The ingredients in sunscreen that are harmful to coral reefs include Oxybenzone, Benzophenone-1, Benzophenone-8, OD-PABA, 4-Methylbenzylidene camphor, 3-Benzylidene camphor, nano-Titanium dioxide, nano-Zinc oxide, Octinoxate and Octocrylene.
However, he said tourists could not solely be blamed simply because they did not know about the impact of their recreational activities as they had not been given sufficient awareness and education on the matter.
“The use of organic sunscreen and body lotion can help reduce the destruction of coral reefs,” he said, adding that the destruction was divided into two, namely natural factors such as strong currents and tsunami, and human activities that contributed to global warming such as El Nino that caused coral bleaching and reefs to erode and die.
“Many people think that tourism activities around the Malaysian islands are the biggest factor causing the destruction of coral reefs in the country but the assumption is inaccurate as every individual on this earth is responsible for the threat.

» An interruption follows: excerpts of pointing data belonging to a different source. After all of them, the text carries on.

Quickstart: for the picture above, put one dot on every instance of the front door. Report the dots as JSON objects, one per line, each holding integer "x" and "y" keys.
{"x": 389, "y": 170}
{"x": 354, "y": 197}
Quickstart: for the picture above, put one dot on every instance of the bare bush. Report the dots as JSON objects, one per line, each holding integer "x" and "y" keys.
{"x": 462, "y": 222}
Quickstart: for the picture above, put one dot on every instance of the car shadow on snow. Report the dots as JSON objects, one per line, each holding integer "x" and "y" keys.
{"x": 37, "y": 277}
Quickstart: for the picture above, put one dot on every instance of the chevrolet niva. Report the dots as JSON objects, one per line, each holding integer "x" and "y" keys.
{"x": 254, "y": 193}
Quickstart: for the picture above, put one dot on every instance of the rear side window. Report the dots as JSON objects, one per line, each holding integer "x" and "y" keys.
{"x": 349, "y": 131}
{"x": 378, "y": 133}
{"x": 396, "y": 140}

“Electricity consumption, carbon dioxide emissions, indiscriminate waste disposal, the use of pesticides in the agriculture sector and chemicals in the manufacturing industries, as well as environmental pollution are the main causes of climate change and global warming,” he said.
To date, the world has experienced three large-scale coral bleaching – 1997 to 1998, 2010 and most critically in 2016 to 2017 which resulted in a high death rate of the world’s largest coral reef ecosystem (Great Barrier Reef) located in Australia with 90 to 95 per cent in some areas there.
However, Malaysia is still fortunate that the impact of colour bleaching of corals causes five to 10 per cent deaths, but with global warming rising and uncontrolled, there will be repercussions.
“Although the recorded mortality is only five to 10 per cent, it is very serious because the growth of corals is very slow, with an average of only 10 centimetres a year. In fact, for massive corals, the growth rate is only one millimetre (mm) a year,” he said.
Asked on UMT’s role in ensuring sustainability of the coral reef ecosystem so that it could survive for future generations, he said several groups of its researchers were actively conducting studies related to the reproductive system and growth, and were recording as many locations as possible in the country’s waters.
He also suggested that the government implement zone classification to preserve the existing coral reefs in Malaysian waters to make it easier for enforcement agencies to monitor.
“We suggest that the government declare some zones for tourism recreational activities, special zones for research and also special zones that need to be closed for all activities so that their habitat remains undisturbed.
“Most important is the role of resort, snorkelling and scuba-diving operators to remind tourists not to touch the coral reefs and to use environmentally-friendly, organic skin lotion or cream when engaging in these recreational activities,” he said.